On Friday I used my new found canvas skills to rough out a UI. This has a “Draw the rest of the owl” feel but everything below was optional. I could have played the game without this stuff, but it was a little more exciting with it.

I did some refactoring:

  • Improved the single player mode and game joining system.
  • I added a simple polygon for a ship, but its position affected the initial y-coordinates of the bullets.
  • Adding a bit of responsiveness for a multidevice strategy means minor refactoring of the ship and planet to be scalable.

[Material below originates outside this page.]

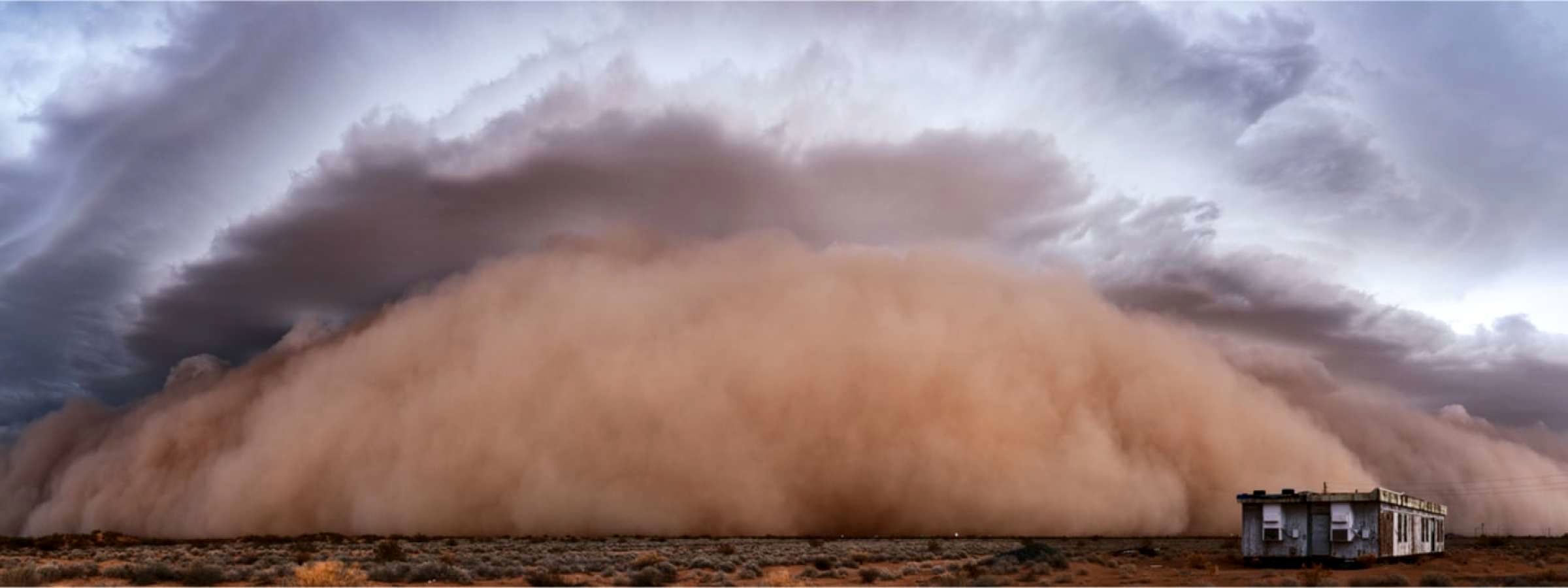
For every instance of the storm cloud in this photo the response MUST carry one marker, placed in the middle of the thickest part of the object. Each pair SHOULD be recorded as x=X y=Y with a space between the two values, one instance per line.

And added some nice to haves:

  • I made a defcon variable to increase the chance of randomization.
  • I added a score to give the game a bit more of a point.
  • I downloaded a font from DaFonts for the UI text; score, planet hitpoints, and defcon level.
  • Made the earth change color for 12 frames when hit.
  • I bought a domain name and forwarded the DNS.

And that was it. I had a working game. The demo during the live Shop Talk Show went okay. Live demos are always tough, and it’s impossible for me to test 200 simultaneous clients, but it held up and I think people had fun. Bullets never stopped flying.

The next week

Notebook with about 10 to-dos all completed: Mnaifest, Offline, Service Worker, Base32 Game ID, Rotate to Aim, Tap to Fire, Click to Fire, Instructions, Show Game ID on UI, Icons, Homepage, Reset(), apple-web-app-capable?

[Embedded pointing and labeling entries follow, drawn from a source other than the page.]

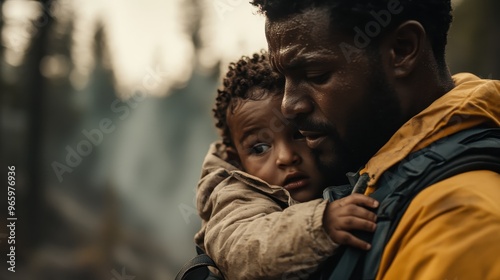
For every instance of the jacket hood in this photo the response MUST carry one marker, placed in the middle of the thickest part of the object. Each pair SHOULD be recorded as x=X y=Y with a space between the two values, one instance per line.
x=472 y=102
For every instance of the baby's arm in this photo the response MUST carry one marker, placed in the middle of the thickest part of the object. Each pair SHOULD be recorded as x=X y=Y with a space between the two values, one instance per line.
x=348 y=214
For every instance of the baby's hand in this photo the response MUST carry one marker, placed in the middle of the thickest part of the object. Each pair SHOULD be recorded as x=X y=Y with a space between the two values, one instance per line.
x=345 y=215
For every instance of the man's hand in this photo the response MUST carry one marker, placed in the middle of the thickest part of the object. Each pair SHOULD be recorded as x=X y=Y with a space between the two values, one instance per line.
x=345 y=215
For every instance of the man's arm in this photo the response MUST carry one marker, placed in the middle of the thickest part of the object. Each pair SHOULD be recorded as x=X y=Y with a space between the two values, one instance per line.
x=451 y=231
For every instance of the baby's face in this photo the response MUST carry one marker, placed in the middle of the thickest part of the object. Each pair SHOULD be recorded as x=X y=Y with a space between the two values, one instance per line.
x=270 y=148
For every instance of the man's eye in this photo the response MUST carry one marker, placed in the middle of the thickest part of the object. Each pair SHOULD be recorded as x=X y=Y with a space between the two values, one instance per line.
x=298 y=136
x=259 y=148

Over the next week I built out a punchlist of all the things I learned I needed. I took the same Solvable Chunks approach to finish it out. Most of these chunks went a lot faster. By the next Friday, a week after the demo, I was ready to share it.

Launch went well, except I had a bug where the game would never start. So I uh… fixed that.

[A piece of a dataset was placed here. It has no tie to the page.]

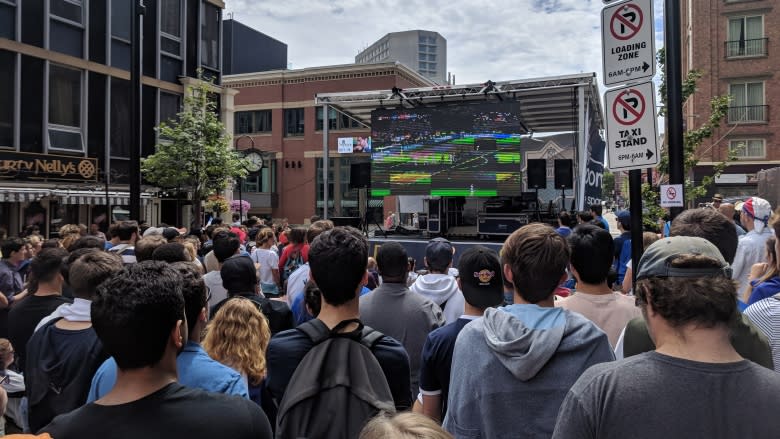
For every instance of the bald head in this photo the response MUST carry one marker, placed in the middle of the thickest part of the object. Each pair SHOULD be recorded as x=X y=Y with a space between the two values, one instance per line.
x=727 y=209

There are still have some things I’d like to do, but I’ve learned through this process that each feature adds about another day of work. Making the asteroids more geometric instead of circles? 1 day. Making the bullets lasers instead? 1 day. Progressive web app? 1 day. The list goes on, the day job is back in full effect, and I’ll have to take it one chunk at a time since there is zero momentum. Or I’ll start another project ;)

Summary

Global Defense is a game I built in my spare time. I had a playable prototype in a week and launched it in two weeks.

Along the way, I worked in solvable chunks and let the code from the prototype inform some of my design decisions. This saved uncounted hours and allowed the product to be delivered quickly and on time. Working on a tight timeline forced me to be practical and reduce scope as much as possible. Getting to a minimum viable product meant understanding that every feature would result in another day of work.

I had fun building it and learned a lot about canvas, gyroscopes, and websites with high-concurrency, realtime, cross-device communication. Those are all things I can apply to my work immediately. I’ve also had the chance to have conversations with people from Microsoft Edge and Google Chrome about it, not too shabby.

I think the greatest takeaway, even though it’s low-budget and still has a prototype feel, I built and released my first game other people can play. That is very exciting and I hope there’s more in the future.